8. Failing to Utilize the Assistance of a Real Estate Agent
Buying a house is a complicated process. There is more to it than seeing a home for sale, taking a look at it, and putting in a bid. In general, the process is much more complicated.
Some of the things that an agent can do to help a buyer include negotiating on price, inquiring about repairs, closing the sale, finding an inspector, and, of course, finding viable homes. There is also the issue of paperwork, which is both ample and complicated; a real estate agent will handle it all.
Yes, it is possible to buy a home without the help of a real estate agent, but, as far as we are concerned, it is not worth the savings. Unless you can dedicate your life fully to this endeavor, you are going to want a skilled and experienced agent on your side.
9. Not Thinking on the Grand Scale
Many times, when a person is buying a home, he or she is thinking in terms of one or two attributes.
For instance, a person might focus on cost, and opt for a home that is $15,000 cheaper, but which does not quite meet his or her needs. Or, a person might choose a home that is perfectly suited to his or her expectations, but which is not in a good school district.

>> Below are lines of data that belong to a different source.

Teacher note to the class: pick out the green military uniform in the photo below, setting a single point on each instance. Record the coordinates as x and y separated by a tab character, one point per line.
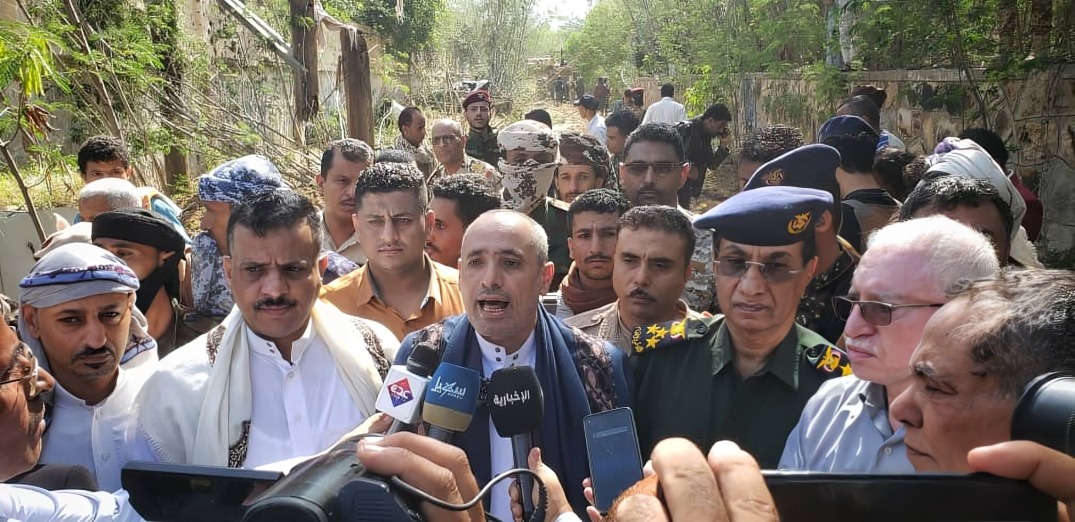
688	386
553	216
482	144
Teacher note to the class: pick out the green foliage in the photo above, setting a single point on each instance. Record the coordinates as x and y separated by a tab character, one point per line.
407	34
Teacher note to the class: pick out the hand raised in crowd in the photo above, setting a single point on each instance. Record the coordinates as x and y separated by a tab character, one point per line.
1045	468
726	486
438	468
557	499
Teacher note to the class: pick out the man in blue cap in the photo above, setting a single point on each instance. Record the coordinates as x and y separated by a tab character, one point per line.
745	375
866	206
814	167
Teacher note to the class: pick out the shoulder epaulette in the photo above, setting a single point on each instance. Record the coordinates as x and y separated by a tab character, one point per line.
658	336
555	203
829	360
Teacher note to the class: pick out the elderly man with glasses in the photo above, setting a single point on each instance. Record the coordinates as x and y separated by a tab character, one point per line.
746	375
847	425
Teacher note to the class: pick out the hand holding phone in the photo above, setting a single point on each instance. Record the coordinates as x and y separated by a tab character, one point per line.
612	447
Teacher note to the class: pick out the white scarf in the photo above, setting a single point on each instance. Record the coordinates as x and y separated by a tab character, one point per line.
200	428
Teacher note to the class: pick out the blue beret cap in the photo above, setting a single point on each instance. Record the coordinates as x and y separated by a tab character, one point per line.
807	167
768	216
839	126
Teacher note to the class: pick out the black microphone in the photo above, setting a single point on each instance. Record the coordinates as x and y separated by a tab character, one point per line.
517	407
405	387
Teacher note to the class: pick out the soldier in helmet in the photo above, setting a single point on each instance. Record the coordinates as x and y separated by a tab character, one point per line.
529	157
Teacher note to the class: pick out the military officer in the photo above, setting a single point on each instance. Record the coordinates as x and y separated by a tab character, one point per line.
482	138
650	269
529	157
814	167
746	375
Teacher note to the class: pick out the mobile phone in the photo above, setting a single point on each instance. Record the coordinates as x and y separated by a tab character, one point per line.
160	491
926	497
612	447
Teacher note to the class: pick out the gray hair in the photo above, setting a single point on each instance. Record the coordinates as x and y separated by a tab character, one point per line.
1020	324
538	238
952	251
118	192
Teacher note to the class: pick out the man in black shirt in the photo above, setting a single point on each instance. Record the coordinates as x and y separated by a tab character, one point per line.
697	135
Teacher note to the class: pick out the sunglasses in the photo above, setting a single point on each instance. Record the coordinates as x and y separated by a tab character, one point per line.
663	169
873	312
770	272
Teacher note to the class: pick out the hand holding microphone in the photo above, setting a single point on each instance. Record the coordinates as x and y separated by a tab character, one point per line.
517	407
405	387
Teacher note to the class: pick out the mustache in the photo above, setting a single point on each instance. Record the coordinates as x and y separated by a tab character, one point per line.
87	352
275	302
638	292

The fact of the matter is that, when purchasing a home, you need to consider everything that that purchase will affect. Choosing the right home is a balancing act in which all characteristics are weighed against one another. The key is to balance all of these characteristics in your favor.
These Home-Buying Mistakes Can Land You in a Lot of Hot Water
The home buying mistakes reviewed above can land you in a lot of hot water. As such, you are advised to avoid them like the plague. Be deliberate with your actions throughout the entirety of the process, and you should end up making a solid selection.